The wonderful project lombok provides a very easy way of writing immutable classes in a few lines of code via the @Value annotation:

@Value
public class ImmutableClass {
    private final String url;
}

This makes the fields private final (if they aren’t already), generates getters and a constructor, and makes the class final. As an added bonus it also generates an equals and hashCode for you. On top of that, you can use the @Builder annotation to also let it generate a builder for you, and the experimental @Wither annotation to generate copy mutators.
To see what kind of code Lombok can generate you can either view the examples on their website or use my javap pastebin to see decompiled lombok-generated code (make sure to select “Procyon” on the bottom-right).

Serialization

Immutable classes do not follow the traditional Java bean layout: They do not have a zero-argument constructor and they do not have setters.

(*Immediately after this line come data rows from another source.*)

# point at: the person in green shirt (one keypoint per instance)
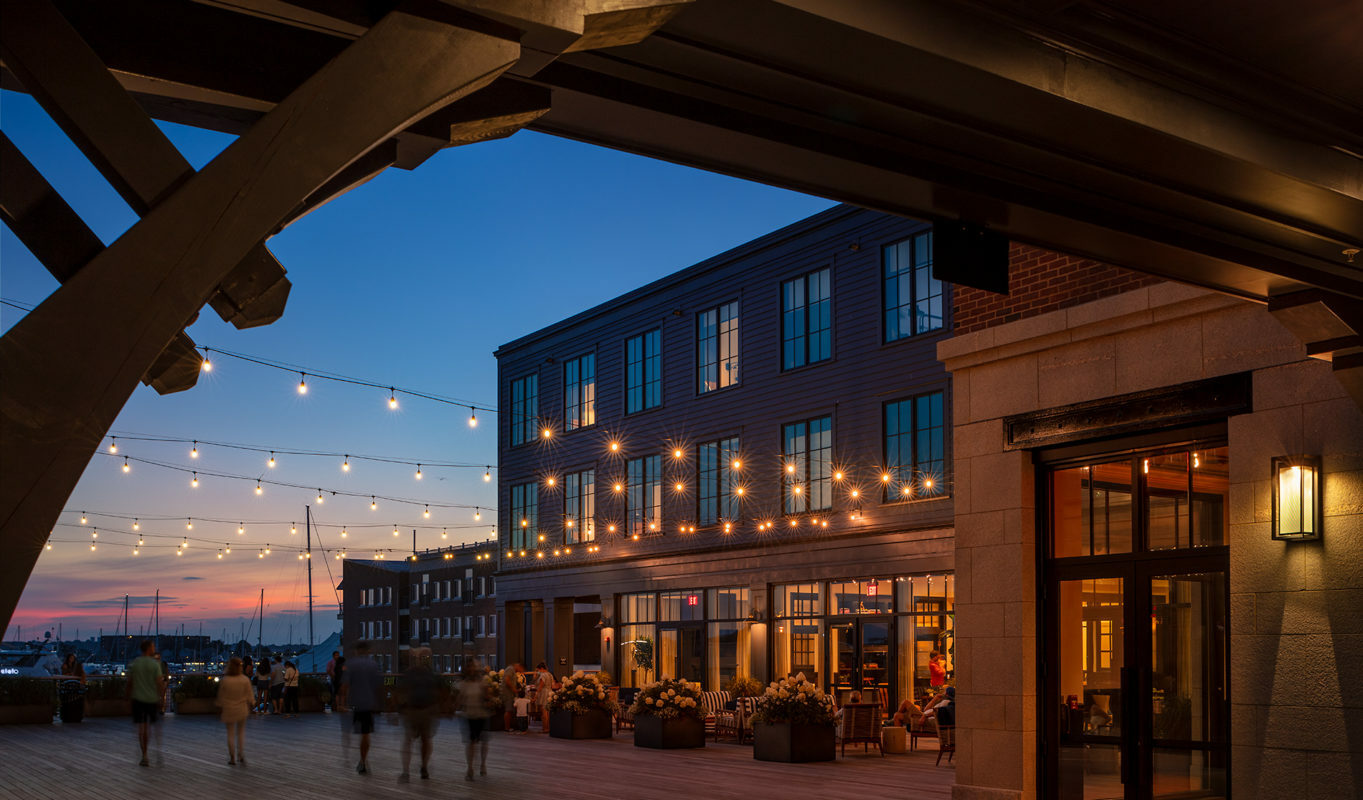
(145, 688)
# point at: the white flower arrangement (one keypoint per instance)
(582, 693)
(795, 699)
(668, 698)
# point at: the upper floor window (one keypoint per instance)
(525, 515)
(644, 372)
(714, 480)
(807, 458)
(579, 393)
(913, 299)
(807, 319)
(644, 509)
(717, 348)
(915, 446)
(579, 506)
(525, 409)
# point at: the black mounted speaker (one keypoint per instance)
(971, 255)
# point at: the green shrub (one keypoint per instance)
(27, 691)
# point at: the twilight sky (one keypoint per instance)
(410, 281)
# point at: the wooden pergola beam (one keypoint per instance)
(71, 364)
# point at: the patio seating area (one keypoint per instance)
(308, 757)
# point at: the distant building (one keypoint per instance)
(442, 598)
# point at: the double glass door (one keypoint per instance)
(859, 654)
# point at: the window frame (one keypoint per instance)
(723, 338)
(916, 270)
(803, 310)
(649, 372)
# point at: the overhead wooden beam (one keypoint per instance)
(72, 85)
(71, 364)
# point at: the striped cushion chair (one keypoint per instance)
(712, 703)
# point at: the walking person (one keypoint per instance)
(263, 684)
(145, 688)
(364, 687)
(543, 693)
(277, 686)
(235, 695)
(291, 690)
(420, 690)
(473, 702)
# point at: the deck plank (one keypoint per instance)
(307, 757)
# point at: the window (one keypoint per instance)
(807, 458)
(806, 319)
(644, 511)
(525, 515)
(579, 506)
(915, 446)
(717, 348)
(913, 301)
(644, 372)
(714, 481)
(579, 393)
(525, 409)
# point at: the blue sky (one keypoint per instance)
(410, 280)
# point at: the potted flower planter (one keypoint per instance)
(594, 724)
(668, 733)
(793, 742)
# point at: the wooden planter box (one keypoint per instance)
(32, 714)
(196, 706)
(108, 708)
(653, 731)
(590, 725)
(793, 743)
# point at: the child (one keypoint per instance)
(521, 722)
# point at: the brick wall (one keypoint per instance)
(1042, 281)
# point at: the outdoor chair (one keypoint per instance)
(862, 722)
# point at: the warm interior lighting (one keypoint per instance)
(1296, 498)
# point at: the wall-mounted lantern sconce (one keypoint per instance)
(1296, 498)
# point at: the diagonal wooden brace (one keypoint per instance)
(71, 364)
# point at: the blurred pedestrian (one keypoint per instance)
(291, 690)
(364, 688)
(146, 687)
(420, 690)
(473, 702)
(235, 697)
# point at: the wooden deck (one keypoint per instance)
(307, 757)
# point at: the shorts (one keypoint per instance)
(145, 712)
(363, 722)
(476, 727)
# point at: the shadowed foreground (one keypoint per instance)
(305, 758)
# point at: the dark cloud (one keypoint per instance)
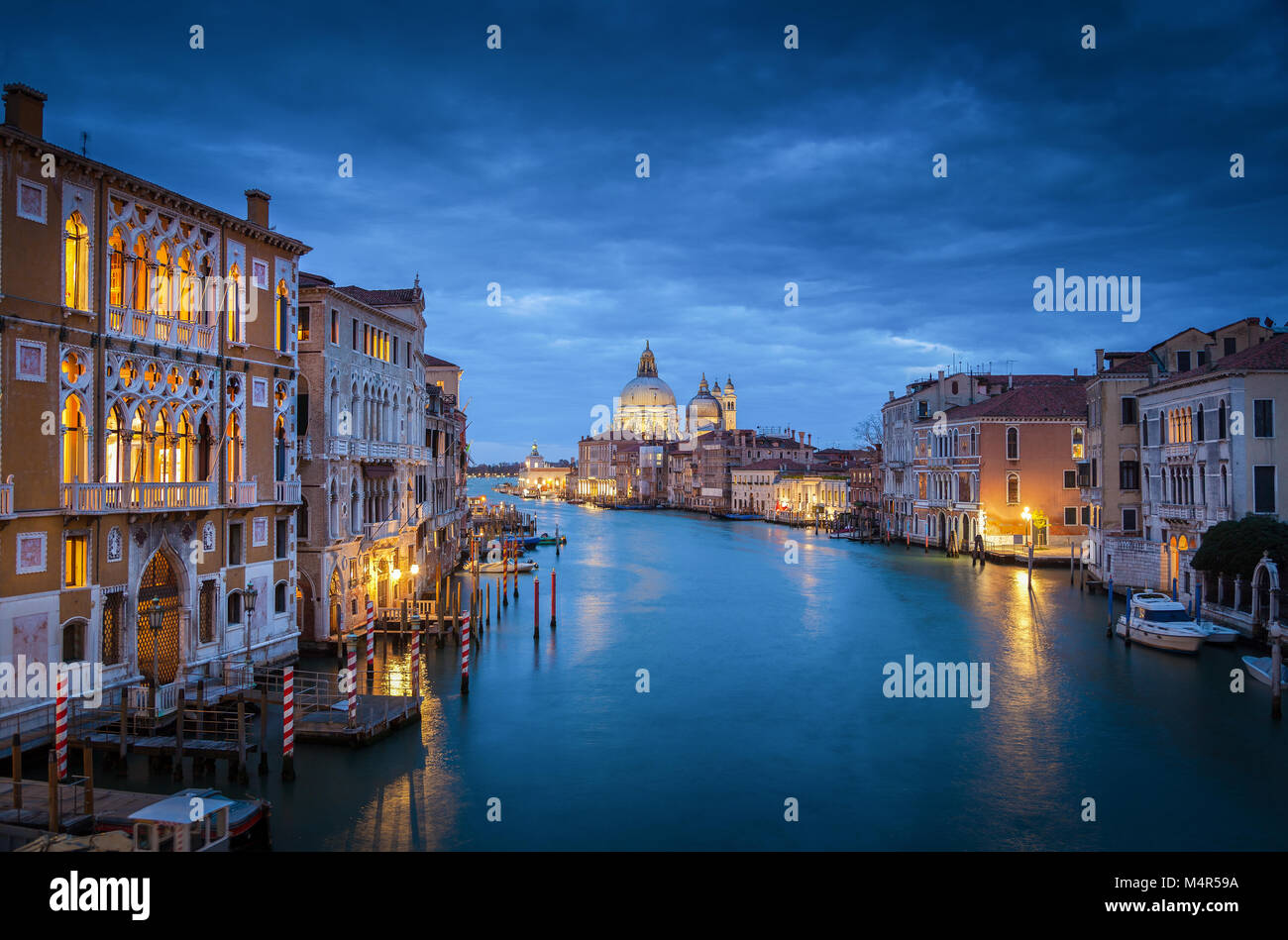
(768, 166)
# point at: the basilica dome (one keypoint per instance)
(645, 390)
(703, 408)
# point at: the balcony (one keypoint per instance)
(115, 497)
(241, 492)
(151, 327)
(1173, 511)
(287, 490)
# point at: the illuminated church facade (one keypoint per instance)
(647, 408)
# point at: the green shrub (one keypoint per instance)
(1235, 548)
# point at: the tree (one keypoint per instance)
(1234, 548)
(870, 432)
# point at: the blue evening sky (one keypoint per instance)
(768, 165)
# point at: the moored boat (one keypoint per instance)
(1154, 619)
(1260, 668)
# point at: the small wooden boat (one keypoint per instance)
(1160, 622)
(1215, 632)
(246, 819)
(1260, 668)
(501, 567)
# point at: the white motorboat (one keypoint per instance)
(1160, 622)
(1215, 632)
(501, 567)
(1260, 668)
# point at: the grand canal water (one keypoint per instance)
(767, 683)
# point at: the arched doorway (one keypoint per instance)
(159, 587)
(304, 613)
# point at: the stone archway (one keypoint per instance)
(159, 655)
(305, 606)
(1265, 591)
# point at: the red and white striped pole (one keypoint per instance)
(353, 685)
(415, 664)
(60, 725)
(465, 662)
(288, 722)
(372, 635)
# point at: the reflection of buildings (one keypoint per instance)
(159, 336)
(541, 475)
(381, 463)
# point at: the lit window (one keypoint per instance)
(75, 570)
(76, 262)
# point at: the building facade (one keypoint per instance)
(149, 355)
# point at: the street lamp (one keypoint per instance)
(156, 619)
(249, 597)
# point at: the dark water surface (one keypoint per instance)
(767, 683)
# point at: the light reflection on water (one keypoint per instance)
(765, 682)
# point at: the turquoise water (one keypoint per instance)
(765, 683)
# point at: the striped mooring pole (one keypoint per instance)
(415, 665)
(465, 662)
(60, 725)
(288, 722)
(353, 686)
(372, 635)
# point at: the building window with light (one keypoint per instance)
(76, 262)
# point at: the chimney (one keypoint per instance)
(25, 108)
(257, 207)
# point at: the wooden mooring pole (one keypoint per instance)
(17, 774)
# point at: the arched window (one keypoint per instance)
(283, 318)
(162, 452)
(232, 304)
(114, 445)
(185, 291)
(161, 294)
(141, 273)
(116, 269)
(138, 456)
(76, 262)
(75, 442)
(73, 642)
(236, 468)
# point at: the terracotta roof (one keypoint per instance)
(384, 296)
(308, 279)
(768, 464)
(1270, 356)
(1064, 399)
(1136, 365)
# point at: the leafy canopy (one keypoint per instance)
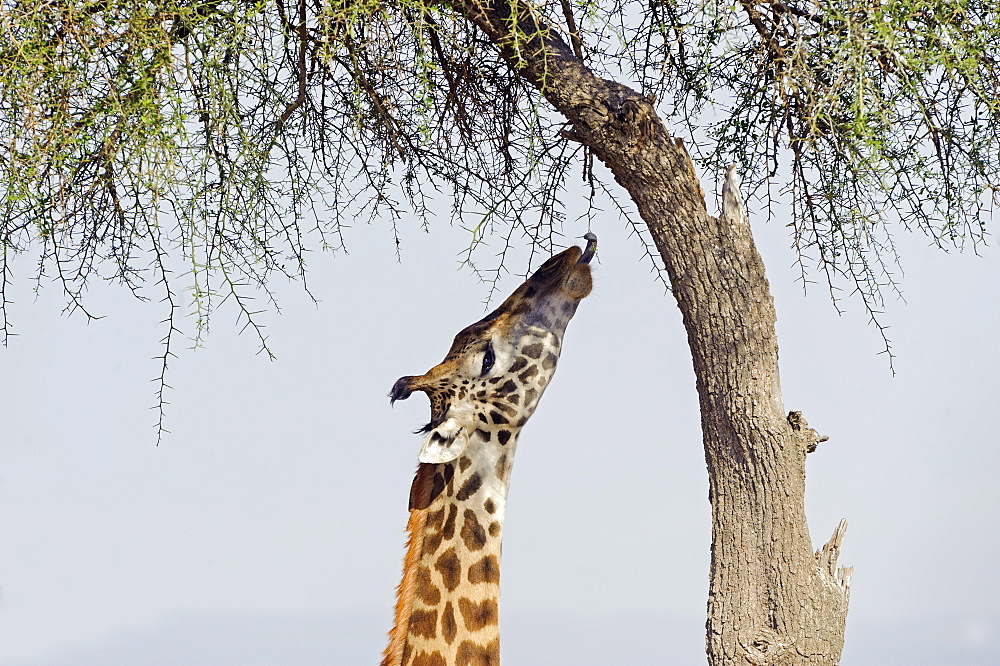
(225, 139)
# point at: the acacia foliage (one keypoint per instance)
(227, 138)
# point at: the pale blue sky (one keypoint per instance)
(268, 526)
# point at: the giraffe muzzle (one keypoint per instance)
(590, 250)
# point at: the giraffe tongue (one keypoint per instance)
(591, 248)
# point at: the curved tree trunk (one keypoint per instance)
(771, 599)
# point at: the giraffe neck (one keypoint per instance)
(447, 611)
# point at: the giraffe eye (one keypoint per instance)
(489, 358)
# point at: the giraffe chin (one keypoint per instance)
(444, 443)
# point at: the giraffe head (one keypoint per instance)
(497, 368)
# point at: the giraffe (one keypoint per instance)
(481, 396)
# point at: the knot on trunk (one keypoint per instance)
(808, 437)
(769, 648)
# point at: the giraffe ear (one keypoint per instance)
(444, 443)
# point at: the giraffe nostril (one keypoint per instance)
(400, 390)
(590, 250)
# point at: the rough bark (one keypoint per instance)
(772, 600)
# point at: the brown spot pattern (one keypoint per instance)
(534, 350)
(426, 591)
(470, 487)
(449, 627)
(450, 567)
(428, 659)
(486, 570)
(501, 468)
(423, 623)
(472, 654)
(478, 615)
(529, 373)
(472, 534)
(448, 531)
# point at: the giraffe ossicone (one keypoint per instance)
(481, 395)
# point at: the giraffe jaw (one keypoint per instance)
(444, 443)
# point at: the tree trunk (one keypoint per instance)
(771, 599)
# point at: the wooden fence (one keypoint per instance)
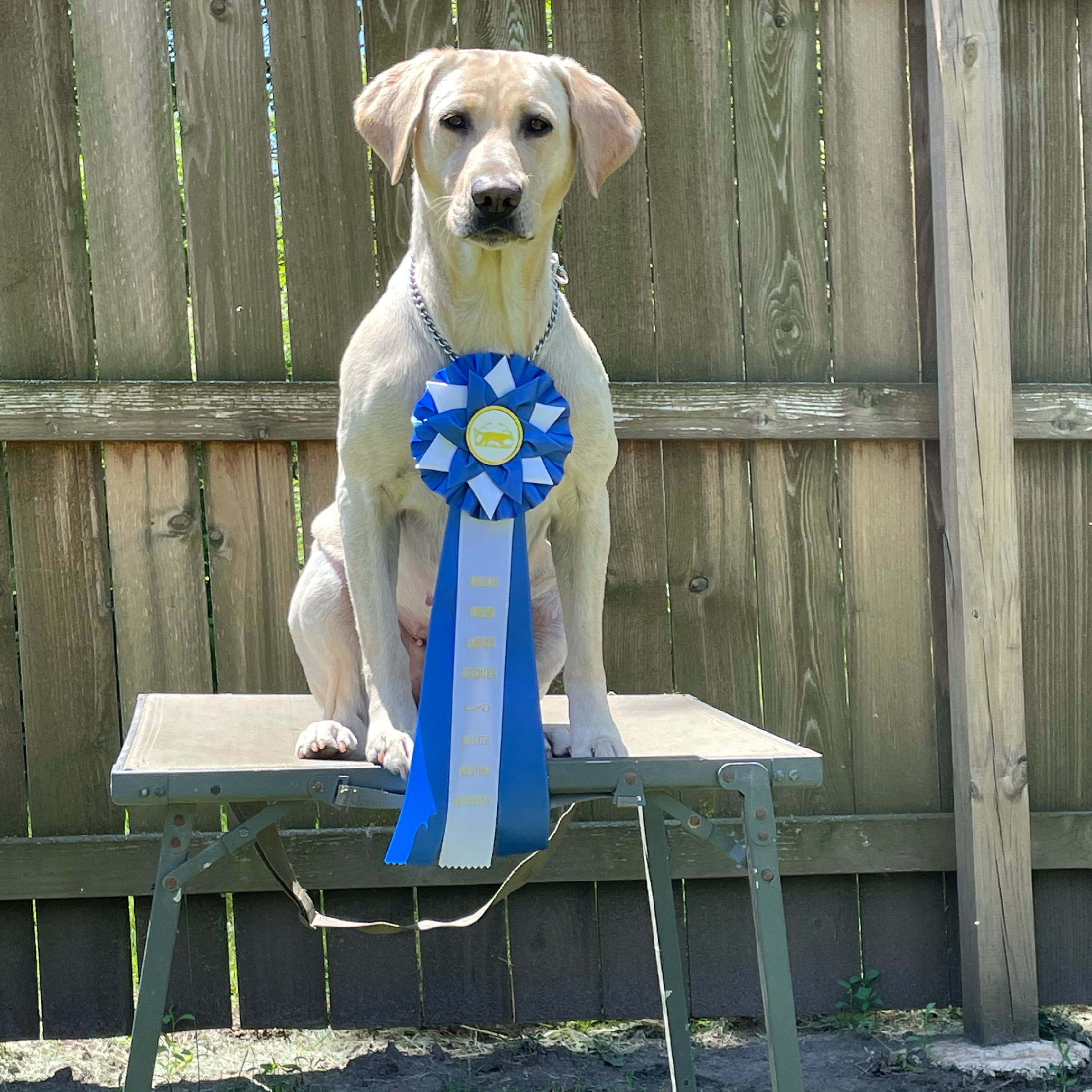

This makes serialization using reflection difficult. There are solutions, though – an immutable class constructor can be annotated with serialization-framework-specific annotations to give the framework information on which parameter corresponds to which object property.
We will look at the jackson-databind annotations first:

public final class Vec2 {
    private final int x;
    private final int y;
    @JsonCreator
    public Vec2(@JsonProperty("x") int x, @JsonProperty("y") int y) {
        this.x = x;
        this.y = y;
    }
    public int getX() { return x; }
    public int getY() { return y; }
}

A more framework-agnostic solution exists using the java.beans.ConstructorProperties annotation (not present in android) which is supported by Jackson since version 2.7.0:

public final class Vec2 {
    private final int x;
    private final int y;
    @ConstructorProperties({ "x", "y" })
    public Vec2(int x, int y) {
        this.x = x;
        this.y = y;
    }
    public int getX() { return x; }
    public int getY() { return y; }
}

This annotation is also generated on Lombok constructors by default making serializing Lombok-generated immutable classes hassle-free with jackson 2.7+.
Gson takes another approach to deserialization of objects without a zero-argument constructor: sun.misc.Unsafe provides a method to allocate an instance of a class without calling its constructor. Gson then proceeds to reflectively set fields of the immutable object. However, Unsafe is unsupported API and the OpenJDK project is attempting to phase out the class and may remove it entirely in a future JDK version, so this solution should be avoided.
Immutability in Java is not as simple in Java as it might appear at first but with the right tools and patterns, it can be very beneficial to your code base, making your application easier to read, debug and extend and making parallelism much simpler. Be careful of accidentally adding mutability and make use of tools like Lombok to reduce boilerplate associated with immutable classes in Java.